British American Tobacco (BTI -0.46%) is just the second electronic cigarette manufacturer to submit a premarket tobacco application (PMTA) to the Food and Drug Administration. However, because the regulatory agency mandated that manufacturers not only detail how their devices are made, but also that they include scientific backing proving they improve public health, British American's application for its Vuse e-cig included more than 150,000 pages of documentation to support it.

That underscores the monumental task other e-cig makers face as they approach the May 2020 deadline the FDA set for all manufacturers to meet if they want their product to remain on the market. The hurdle may have been set so high that only the largest tobacco companies with the deepest pockets will be able to comply.

Vuse Alto e-liquid pods

Image source: Vuse Vapor.

The FDA moves at a glacial pace

Philip Morris International (PM 1.02%) was the first e-cig manufacturer to submit its PMTA back in March 2017, and it took the FDA almost two years -- to just this past April -- to give its IQOS heated tobacco device the green light to be sold. The global tobacco giant is still awaiting a decision from the agency on whether it can market the IQOS as a reduced-risk product, meaning users would suffer less than by switching completely over from cigarettes to the device. 

Meanwhile, come December, it will have been three years that Philip Morris has been waiting for the FDA to approve its modified-risk tobacco application (MRTA) for the IQOS. Since the agency began accepting such applications in 2011, nearly three dozen have been submitted, but not a single one has been deemed safer than cigarettes.

The only products that have come close to getting approved are snuff and snus, two similar products that are essentially finely ground tobacco powder and are sold either loose or in pouches. 

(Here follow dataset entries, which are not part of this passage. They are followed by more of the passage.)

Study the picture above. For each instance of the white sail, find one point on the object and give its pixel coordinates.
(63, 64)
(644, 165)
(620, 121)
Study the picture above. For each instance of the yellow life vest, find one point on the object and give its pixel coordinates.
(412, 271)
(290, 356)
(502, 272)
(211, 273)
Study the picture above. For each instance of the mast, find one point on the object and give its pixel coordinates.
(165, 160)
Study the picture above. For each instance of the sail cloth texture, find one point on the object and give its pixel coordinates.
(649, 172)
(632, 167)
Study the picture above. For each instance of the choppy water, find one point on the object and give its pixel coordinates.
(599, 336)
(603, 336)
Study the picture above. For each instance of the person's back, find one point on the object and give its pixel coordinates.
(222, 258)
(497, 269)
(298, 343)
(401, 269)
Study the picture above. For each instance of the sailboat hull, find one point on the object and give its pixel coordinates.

Swedish Match has filed numerous applications to have its General brand of snus approved, and though the agency denied the applications, it gave the company the right to resubmit them with modifications. British American Tobacco has also submitted an MRTA for its Camel brand of snus while Altria submitted one for its Copenhagen snuff. The FDA's advisory panel has recommended the snuff product be approved, but the agency has taken no action.

E-cig's difficult path

Electronic cigarettes have been cast in a harsh spotlight lately due to thousands of cases of lung illness and injury caused by vaping, as well as dozens of deaths. Because of that, the Vuse e-cig application may face a daunting task of getting approved, along with applications from any other manufacturer that is able to afford the costs associated with cobbling together the documentation necessary to submit a PMTA.

While the Vuse application ran 150,000 pages long, the IQOS PMTA was said to run some 2 million pages long and cost millions of dollars to produce.

Those manufacturers mostly likely able to meet the May deadline include Juul Labs, not least because Altria has a 35% stake in the e-cig maker and recently installed one of its executives in the CEO position, and NJOY Holdings, one of the first e-cig manufacturers. Juul is confronted with the added difficulty of overcoming the FDA's animus against it due to its device's popularity with teens. The former commissioner of the agency, Scott Gottlieb, has previously suggested he doesn't see a path forward for it.

A much smaller market is coming

The FDA has said that any company that submits a PMTA by the deadline will be allowed to keep its e-cigs on the market for a year while it investigates the application. That means not only will companies that can't meet the deadline see their products removed from store shelves, but that even those that do submit on time may find their products at risk of being removed if the agency dawdles in reviewing the applications as it did with the IQOS.

Philip Morris International is just starting to market the heated tobacco device with plans to roll it out nationally. At the very least, it will have competition from British American's Vuse e-cig. Whether any other company has the wherewithal to make it to the end remains to be seen.